Mme Muriel Jourda, rapporteur. Il s’agit d’assurer les conditions matérielles des doctorants dont les contrats sont prolongés. Je reconnais que le terme « conditions matérielles » est un peu vague, même si nous partageons tous la proposition de fond développée dans cet amendement. C’est pourquoi j’ai indiqué vouloir solliciter l’avis du Gouvernement. Vous avez indiqué que l’État serait au rendez-vous, monsieur le ministre. Mais dans quels termes le sera-t-il ?

M. le président. Quel est l’avis du Gouvernement ?

M. Marc Fesneau, ministre. Il me semble que nous partageons le même objectif, mais que cette adjonction est inutile, compte tenu de la nature de la mesure proposée.

S’agissant de la prolongation des contrats, le niveau des rémunérations et des droits afférents applicables est, en l’absence de dispositions plus favorables, celui du contrat que l’on prolonge. Cette précision devrait vous rassurer.

En conséquence, le Gouvernement sollicite le retrait de cet amendement. À défaut, il émettra un avis défavorable.

M. le président. Monsieur Kerrouche, l’amendement n° 57 est-il maintenu ?

M. Éric Kerrouche. Oui, monsieur le président.

M. le président. La parole est à M. Pierre Ouzoulias, pour explication de vote.

M. Pierre Ouzoulias. Cette précision me semble essentielle.

Les travaux d’un grand nombre de docteurs se déroulent en bibliothèque. Lorsque celle-ci rouvre, ils peuvent reprendre leurs travaux. Toutefois, un certain nombre de chercheurs, en biologie par exemple, effectuent leurs analyses sur des cohortes d’animaux. Je suis désolé de vous le dire aussi abruptement, mes chers collègues, mais ces animaux ont été tués. Il faut donc reconstituer la totalité des cohortes. Si le contrat de l’étudiant est prolongé, mais que celui-ci n’a pas les moyens matériels de reconstituer les conditions de sa recherche, à quoi cela va-t-il lui servir ?
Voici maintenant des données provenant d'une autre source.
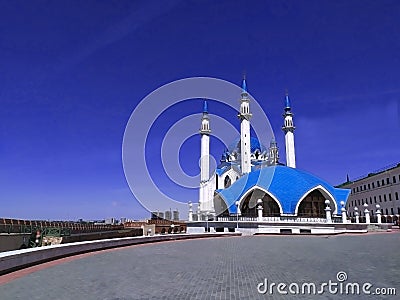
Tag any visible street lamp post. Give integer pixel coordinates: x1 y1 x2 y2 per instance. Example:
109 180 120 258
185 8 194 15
206 212 208 233
235 201 239 231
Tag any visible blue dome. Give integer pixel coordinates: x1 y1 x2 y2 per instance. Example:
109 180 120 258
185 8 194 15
218 166 350 214
228 137 266 153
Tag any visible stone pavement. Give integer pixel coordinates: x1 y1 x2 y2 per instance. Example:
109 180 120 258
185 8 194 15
0 233 400 300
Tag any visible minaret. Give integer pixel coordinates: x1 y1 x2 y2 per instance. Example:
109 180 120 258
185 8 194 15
238 78 251 174
199 101 211 211
282 92 296 168
268 138 279 166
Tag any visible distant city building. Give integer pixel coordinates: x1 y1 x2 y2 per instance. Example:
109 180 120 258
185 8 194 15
104 218 116 225
340 163 400 218
173 210 179 221
150 211 164 220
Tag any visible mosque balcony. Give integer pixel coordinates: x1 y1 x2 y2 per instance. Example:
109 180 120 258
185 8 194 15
216 215 342 223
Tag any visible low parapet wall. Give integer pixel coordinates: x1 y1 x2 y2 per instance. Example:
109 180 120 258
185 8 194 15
0 233 240 275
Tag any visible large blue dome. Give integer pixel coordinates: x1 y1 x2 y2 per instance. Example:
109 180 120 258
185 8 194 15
218 166 350 214
228 137 266 153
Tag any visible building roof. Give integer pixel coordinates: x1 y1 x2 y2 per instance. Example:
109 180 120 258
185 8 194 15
218 166 350 214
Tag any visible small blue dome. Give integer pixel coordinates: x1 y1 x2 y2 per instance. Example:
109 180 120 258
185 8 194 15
228 137 266 153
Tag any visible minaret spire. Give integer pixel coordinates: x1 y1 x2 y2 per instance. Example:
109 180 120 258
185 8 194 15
282 90 296 168
199 100 212 211
238 75 252 174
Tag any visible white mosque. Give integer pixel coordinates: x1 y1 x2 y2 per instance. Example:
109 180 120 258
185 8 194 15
195 79 350 221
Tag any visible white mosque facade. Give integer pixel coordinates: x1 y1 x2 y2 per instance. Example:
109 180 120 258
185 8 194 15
196 79 350 220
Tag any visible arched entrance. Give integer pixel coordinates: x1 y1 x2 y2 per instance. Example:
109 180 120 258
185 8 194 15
297 190 325 218
241 189 280 217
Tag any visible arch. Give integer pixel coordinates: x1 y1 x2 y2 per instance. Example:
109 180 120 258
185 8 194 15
239 186 283 217
294 185 338 216
224 175 232 189
214 194 229 217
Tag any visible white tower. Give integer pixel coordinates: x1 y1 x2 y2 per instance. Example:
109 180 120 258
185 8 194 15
282 92 296 168
199 101 212 211
238 78 251 174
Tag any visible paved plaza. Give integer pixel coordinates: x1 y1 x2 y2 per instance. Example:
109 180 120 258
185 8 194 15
0 233 400 300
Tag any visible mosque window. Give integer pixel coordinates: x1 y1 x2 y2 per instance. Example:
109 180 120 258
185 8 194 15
224 175 232 188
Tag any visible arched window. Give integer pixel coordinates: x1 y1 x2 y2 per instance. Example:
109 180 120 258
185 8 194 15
297 190 325 218
241 189 280 217
224 175 232 188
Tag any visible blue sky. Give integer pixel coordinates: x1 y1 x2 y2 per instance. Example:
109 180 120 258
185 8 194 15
0 0 400 220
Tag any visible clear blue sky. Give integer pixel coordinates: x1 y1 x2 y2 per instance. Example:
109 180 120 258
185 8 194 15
0 0 400 220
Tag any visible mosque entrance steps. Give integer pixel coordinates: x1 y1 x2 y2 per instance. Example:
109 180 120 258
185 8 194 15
187 221 390 235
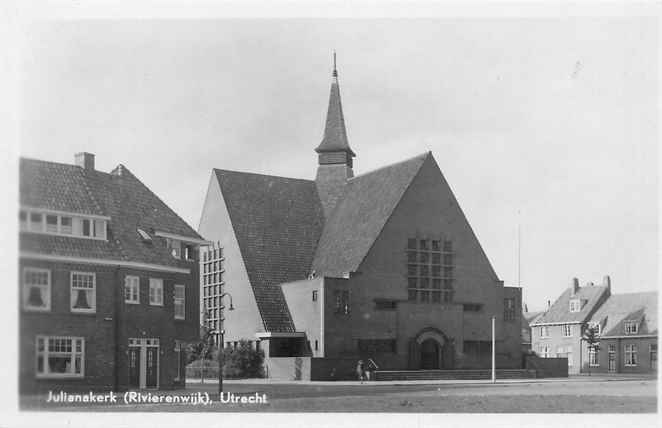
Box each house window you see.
[588,346,600,367]
[375,299,398,311]
[18,210,28,230]
[30,213,43,232]
[149,278,163,306]
[124,275,140,303]
[503,297,517,321]
[625,321,639,334]
[37,336,85,378]
[60,217,73,235]
[70,272,97,313]
[46,215,57,233]
[175,284,186,320]
[625,345,637,367]
[333,290,350,315]
[406,238,453,304]
[23,268,51,311]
À travers cet amendement, mon collègue demande donc très justement que la prolongation des contrats doctoraux s’accompagne de crédits de recherche pour permettre la réalisation des projets qui n’ont pu aller jusqu’à leur terme. Cela me semble absolument essentiel.

Monsieur le ministre, vous nous dites que le Gouvernement fait face à ses engagements, mais j’aurais aimé avoir des chiffres. La CPU a fourni une estimation autour de 100 millions d’euros. Ce n’est pas une petite somme pour l’enseignement supérieur.

Je vous rappelle que votre collègue ministre de l’enseignement supérieur et de la recherche, Mme Vidal, a promis que, dans un élan budgétaire historique, elle abonderait le budget de la recherche en 2021 d’une somme de 400 millions d’euros. Vous voyez donc exactement quel budget est nécessaire cette année, de toute urgence, pour éviter un drame majeur dans la recherche française. J’entends bien votre engagement, mais nous aimerions que vous nous précisiez à quel niveau il va se situer.

Encore une fois, l’impact de cette crise pour la recherche est majeur. On risque de perdre des chercheurs et, in fine, le rayonnement intellectuel de notre pays.